Yukarıda bahsedilen ve elde edilen bütün bilgiler dahilinde yapılan genel değerlendirmeler sonucunda bakıldığında; Antik Çağ kozmetik anlayışı, kullanımı ve gereçleri hakkında genel bir bilgi verilmesi ve elde edilen veriler doğrultusunda Anadolu kozmetiği hakkında daha ayrıntılı bilgi sağlanması amacıyla veriler bir araya getirilmiştir. Yayınlanan kazı verileri ve incelenen diğer bilgiler doğrultusunda buluntuların iç bölgeler, Karadeniz ve Doğu Anadolu’da daha az olduğu gözlenmiş, kıyı bölgelerde ise buluntu yoğunluğunun arttığı görülmüştür. Bu buluntuların çoğunun Yunan ve Roma İmparatorluk Dönemi’ne ait oldukları anlaşılmaktadır. Anadolu’da kadınların boya kullandıkları ve parfüm yaptıkları bilinmesine, müzelerde kozmetiğe dair birçok buluntu sergilenmesine rağmen, yapılan araştırmada antik Anadolu kozmetiği özelinde detaylı bilgilere ulaşılamamıştır. Buluntuların yoğunluğu nedeniyle kozmetik konusunda sonraki çalışmalarda, bölgesel anlamda, örneğin Ionia, Urartu ya da Lydia gibi bölgeler ele alınarak dönemsel sınırlandırmalar getirilerek yapılması Anadolu tarihi coğrafyası açısından daha uygun bir sonuç elde edilmesinde önem arz edecektir. Ayrıca, gerçekleşecek bu çalışmaların arkeometrik yöntemlerle de desteklenmesi daha doğru ve geçerli verilerin sağlanması önemlidir. Bu açıdan bazı arkeometrik uygulamalar da yapılmaktadır. Bunun yanı sıra, çalışma sırasında kaynakların çoğunluğunun örneğin, farmakoloji, aromaterapi, alternatif tıp, kimya gibi diğer birçok bilimsel alandan elde edildiği gözlenmiş ve anlaşılmıştır. Yine çalışmada yer alan buluntuların büyük çoğunluğu mezarlardan elde edildiği görülmüştür. Buluntular, ölü gömme gelenekleri, mezar tipleri ve toplumun inanışı dahilinde olsa da, bu eşyalara yaşarken ne kadar önem ve değer verildiği buluntu miktarlarının çok olmasından da anlaşılmaktadır.

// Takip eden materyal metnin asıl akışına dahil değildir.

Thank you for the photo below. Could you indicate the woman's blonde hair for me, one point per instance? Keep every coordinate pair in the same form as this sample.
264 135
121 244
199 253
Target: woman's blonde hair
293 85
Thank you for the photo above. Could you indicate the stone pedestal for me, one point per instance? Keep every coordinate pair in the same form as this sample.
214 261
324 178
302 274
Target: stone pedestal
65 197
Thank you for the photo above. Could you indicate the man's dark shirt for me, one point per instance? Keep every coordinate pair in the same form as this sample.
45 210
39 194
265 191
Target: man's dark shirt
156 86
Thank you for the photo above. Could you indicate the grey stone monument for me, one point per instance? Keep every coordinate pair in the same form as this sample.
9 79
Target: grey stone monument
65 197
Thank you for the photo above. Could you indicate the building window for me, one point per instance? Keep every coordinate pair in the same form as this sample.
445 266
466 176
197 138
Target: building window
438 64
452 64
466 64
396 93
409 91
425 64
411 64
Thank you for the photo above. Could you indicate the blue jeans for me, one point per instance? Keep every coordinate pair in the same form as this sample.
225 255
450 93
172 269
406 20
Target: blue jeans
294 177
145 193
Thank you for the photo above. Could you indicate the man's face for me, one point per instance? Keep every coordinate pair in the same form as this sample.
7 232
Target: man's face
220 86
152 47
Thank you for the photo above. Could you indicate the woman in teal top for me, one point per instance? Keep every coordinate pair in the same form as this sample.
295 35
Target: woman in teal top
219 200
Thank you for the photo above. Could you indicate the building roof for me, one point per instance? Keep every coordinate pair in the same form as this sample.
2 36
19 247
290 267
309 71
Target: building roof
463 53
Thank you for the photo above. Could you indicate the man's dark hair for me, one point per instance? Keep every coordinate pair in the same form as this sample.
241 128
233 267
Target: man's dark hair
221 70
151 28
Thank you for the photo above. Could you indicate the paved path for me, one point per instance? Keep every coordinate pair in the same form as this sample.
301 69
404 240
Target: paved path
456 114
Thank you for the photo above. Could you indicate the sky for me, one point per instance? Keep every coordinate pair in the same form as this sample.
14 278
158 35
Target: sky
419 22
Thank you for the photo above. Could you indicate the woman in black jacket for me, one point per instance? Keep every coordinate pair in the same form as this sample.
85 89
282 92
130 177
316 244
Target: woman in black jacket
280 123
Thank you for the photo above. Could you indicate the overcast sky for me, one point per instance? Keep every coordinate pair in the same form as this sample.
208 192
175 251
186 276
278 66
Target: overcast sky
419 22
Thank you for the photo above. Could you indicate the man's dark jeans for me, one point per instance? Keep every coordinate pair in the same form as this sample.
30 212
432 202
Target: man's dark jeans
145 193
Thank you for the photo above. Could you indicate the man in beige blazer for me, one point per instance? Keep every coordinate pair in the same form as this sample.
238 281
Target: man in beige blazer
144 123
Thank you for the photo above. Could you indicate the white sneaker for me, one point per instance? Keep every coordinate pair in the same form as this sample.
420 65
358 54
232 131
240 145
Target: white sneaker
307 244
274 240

Kozmetiğin kökeninden gelen güzellik, düzen ve uyum ideali ile insan yaşamında var olan bu ifadeler olumlu olduğu kadar olumsuzluk da barındırmıştır. Özellikle kadın-erkek arasındaki anlayış farkına bağlı olarak kozmetik kullanımı sevildiği kadar karşıt görüşe de neden olmuştur. Örneğin, M.Ö. 750-1100 yılları arasında erkek güzelliği, doğal güzellik olarak görülürken, kadın güzelliği süs ve makyaj ile elde edilen bir güzellik olarak algılanmıştır. Buna rağmen kadınlar makyaj yapmayı sürdürmüşler ve bu yüzden bazen onlar için hoş olmayan sözler söylenmiştir. Yine de bakıldığında, Antik Çağ’ın kozmetiği yalnızca kadınlara yönelik olmamış, erkekler de belli dönemlerdeki anlayışa bağlı olarak makyaj yapmışlardır. Buluntuların ele geçtikleri mezarlarda yapılan çalışmalar sonucunda ise, bırakılan eşyalar arasında yer alan kozmetik amaçlı kap ya da gereçlerin cinsiyet bağlamında bir ayrım göstermediği anlaşılmaktadır. Örneğin, Parion Nekropolü’nde bulunan mezarlardan birisi içerisinden ele geçen strigilisin bir kadına ait olduğu anlaşılması ya da Karamattepe’de bulunmuş bir tarağın (bkz. s.105-110) kadın kullanımına değil erkeklerim kullanımında bir tarak olduğunun anlaşılması gibi. Ancak yine de “güzel olma” ideali daha çok kadına yüklenmiş, onunla özdeşleşmiş ve hedef kitlesi haline gelmiştir. Gelişen teknoloji ve yenilikler sayesinde de günümüzde kozmetik özellikle kadınların vazgeçilmezi olmuş, boya ve kimya sanayisinde, icat edilen ve çeşitlenen birçok yenilik sayesinde cazibesini Antik Çağ’dan bugüne kadar sürdürmeyi başarmıştır. “Güzel ol”ma ideali her zaman kadını ve erkeği bakımlı olmak, daha da güzel olmak için vazgeçilmez bir sürekliliğe davet etmektedir.